Dai Ben, Shen Xiaotong, Wang Junhui
School of Statistics, University of Minnesota, Minneapolis, MN.
School of Data Science, City University of Hong Kong, Kowloon, Hong Kong.
J Am Stat Assoc. 2022;117(537):307-319. doi: 10.1080/01621459.2020.1775614. Epub 2020 Jul 20.
Numerical embedding has become one standard technique for processing and analyzing unstructured data that cannot be expressed in a predefined fashion. It stores the main characteristics of data by mapping it onto a numerical vector. An embedding is often unsupervised and constructed by transfer learning from large-scale unannotated data. Given an embedding, a downstream learning method, referred to as a two-stage method, is applicable to unstructured data. In this article, we introduce a novel framework of embedding learning to deliver a higher learning accuracy than the two-stage method while identifying an optimal learning-adaptive embedding. In particular, we propose a concept of -minimal sufficient learning-adaptive embeddings, based on which we seek an optimal one to maximize the learning accuracy subject to an embedding constraint. Moreover, when specializing the general framework to classification, we derive a graph embedding classifier based on a hyperlink tensor representing multiple hypergraphs, directed or undirected, characterizing multi-way relations of unstructured data. Numerically, we design algorithms based on blockwise coordinate descent and projected gradient descent to implement linear and feed-forward neural network classifiers, respectively. Theoretically, we establish a learning theory to quantify the generalization error of the proposed method. Moreover, we show, in linear regression, that the one-hot encoder is more preferable among two-stage methods, yet its dimension restriction hinders its predictive performance. For a graph embedding classifier, the generalization error matches up to the standard fast rate or the parametric rate for linear or nonlinear classification. Finally, we demonstrate the utility of the classifiers on two benchmarks in grammatical classification and sentiment analysis. Supplementary materials for this article are available online.

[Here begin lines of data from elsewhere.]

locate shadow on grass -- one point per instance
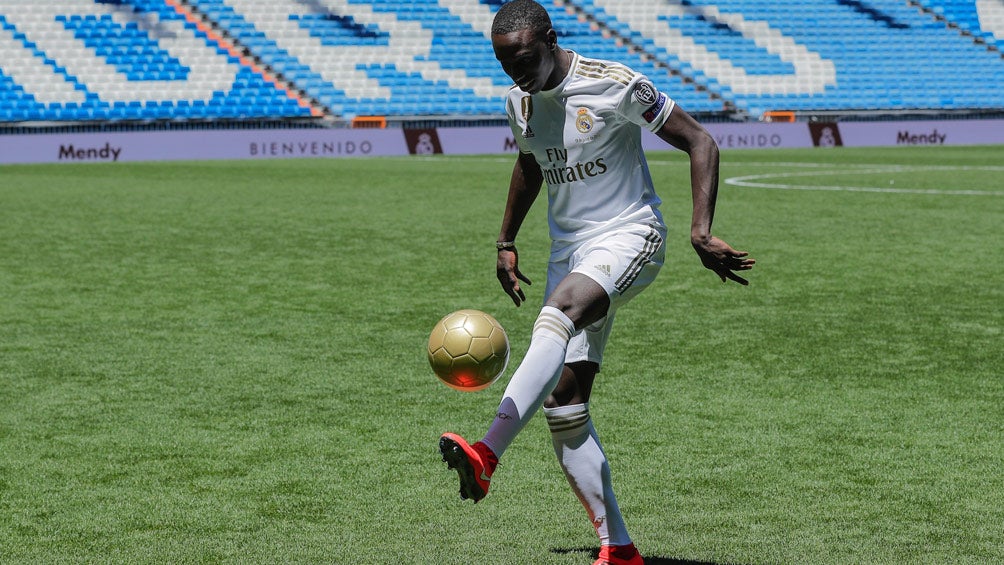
(594, 552)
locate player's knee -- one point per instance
(573, 385)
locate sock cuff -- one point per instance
(568, 418)
(553, 323)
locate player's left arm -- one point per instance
(684, 132)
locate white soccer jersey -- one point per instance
(585, 134)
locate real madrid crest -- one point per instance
(583, 121)
(526, 108)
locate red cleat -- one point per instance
(474, 464)
(618, 555)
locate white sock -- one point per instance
(533, 380)
(584, 463)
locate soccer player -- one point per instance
(578, 125)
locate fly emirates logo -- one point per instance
(559, 171)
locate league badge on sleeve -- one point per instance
(646, 93)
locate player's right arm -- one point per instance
(524, 186)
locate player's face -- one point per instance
(528, 58)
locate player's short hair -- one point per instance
(519, 15)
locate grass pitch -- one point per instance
(224, 362)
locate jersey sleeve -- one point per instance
(644, 104)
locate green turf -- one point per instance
(224, 362)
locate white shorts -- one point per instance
(623, 262)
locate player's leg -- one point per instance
(576, 301)
(580, 454)
(624, 266)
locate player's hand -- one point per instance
(721, 258)
(507, 270)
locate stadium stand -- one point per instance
(192, 60)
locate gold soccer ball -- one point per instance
(468, 350)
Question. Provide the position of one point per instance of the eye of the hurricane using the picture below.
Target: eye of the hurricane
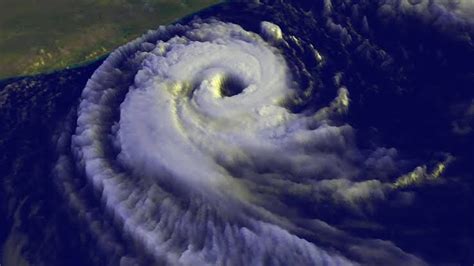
(225, 84)
(231, 86)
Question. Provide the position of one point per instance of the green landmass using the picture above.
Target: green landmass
(39, 36)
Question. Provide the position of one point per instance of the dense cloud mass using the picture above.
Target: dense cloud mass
(277, 133)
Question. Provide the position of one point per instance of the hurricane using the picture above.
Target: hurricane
(274, 133)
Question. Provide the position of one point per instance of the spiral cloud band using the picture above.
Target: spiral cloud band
(187, 136)
(207, 143)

数值嵌入已成为处理和分析无法以预定义方式表达的非结构化数据的一种标准技术。它通过将数据映射到数值向量来存储数据的主要特征。嵌入通常是无监督的,并且通过从大规模未标注数据进行迁移学习来构建。给定一个嵌入,一种被称为两阶段方法的下游学习方法适用于非结构化数据。在本文中,我们介绍了一种新颖的嵌入学习框架,在识别最优学习自适应嵌入的同时,能提供比两阶段方法更高的学习精度。特别地,我们提出了 - 最小充分学习自适应嵌入的概念,基于此我们寻求一个最优嵌入,以在嵌入约束下最大化学习精度。此外,当将通用框架专门用于分类时,我们基于表示多个超图(有向或无向)的超链接张量导出了一个图嵌入分类器,该超图表征了非结构化数据的多向关系。在数值上,我们分别基于块坐标下降和投影梯度下降设计算法来实现线性和前馈神经网络分类器。在理论上,我们建立了一个学习理论来量化所提出方法的泛化误差。此外,我们表明,在线性回归中,独热编码器在两阶段方法中更可取,但其维度限制阻碍了其预测性能。对于图嵌入分类器,泛化误差与线性或非线性分类的标准快速率或参数率相匹配。最后,我们在语法分类和情感分析的两个基准测试中展示了分类器的效用。本文的补充材料可在线获取。